In contrast, the state of Texas, representing respondent Lorie Davis, the director of the Correctional Institutions Division of the Texas Department of Criminal Justice, argues that Rule 59(e) motions should be treated as second-or-successive applications whenever they present claims that were, or could have been, adjudicated in the first habeas petition. Thus, what Texas calls “the Gonzalez principle” “applies with equal force to Rule 59(e) motions.” In an amicus brief in support of the state, the federal government takes a similar position, arguing that “[w]hen a district court has already entered a final judgment denying habeas relief, a motion that raises new claims or seeks readjudication of previously rejected claims is ‘inconsistent with’ AEDPA’s bar on second or successive habeas applications, irrespective of which particular Federal Rule of Civil Procedure it may invoke.” Fifteen other states, who also filed an amicus brief in support of Texas, agree with that argument.

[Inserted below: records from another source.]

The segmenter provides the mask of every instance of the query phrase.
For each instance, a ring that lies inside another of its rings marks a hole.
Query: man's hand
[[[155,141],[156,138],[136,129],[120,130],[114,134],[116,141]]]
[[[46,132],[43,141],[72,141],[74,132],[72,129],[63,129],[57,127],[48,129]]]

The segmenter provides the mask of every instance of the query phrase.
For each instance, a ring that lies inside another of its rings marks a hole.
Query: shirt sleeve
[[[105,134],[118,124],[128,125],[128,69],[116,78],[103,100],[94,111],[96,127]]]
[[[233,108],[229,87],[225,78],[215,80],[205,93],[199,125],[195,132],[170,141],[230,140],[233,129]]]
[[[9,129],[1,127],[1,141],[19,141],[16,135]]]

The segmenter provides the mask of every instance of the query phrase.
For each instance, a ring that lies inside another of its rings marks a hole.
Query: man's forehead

But as Banister notes in his reply brief, there is no evidence prior to AEDPA of a court’s ever construing a timely Rule 59(e) motion to reconsider the denial of a first habeas petition as a second-or-successive application for relief—and no evidence in AEDPA or its legislative history of an attempt to change that understanding. Instead, Banister explains, the argument advanced by Texas and its amici rises and falls on Gonzalez—and whether what the court there held with respect to Rule 60(b) motions should also apply to Rule 59(e).

It’s likely that this will be the focus of next Wednesday’s argument—with justices pushing back on the one hand against Banister and his amici’s efforts to distinguish Rule 59(e) from Rule 60(b), and on the other hand against Texas and the federal government’s efforts to read them together. And although a decision siding with Texas would only mean that Banister’s application for a certificate of appealability was untimely in this case, it could have far broader ramifications going forward—because AEDPA limits to two very specific circumstances the available grounds for relief in a second-or-successive application for post-conviction relief by state or federal prisoners. A ruling for Texas, therefore, would dramatically curtail the availability of Rule 59(e) motions in all first federal habeas petitions by state or federal prisoners.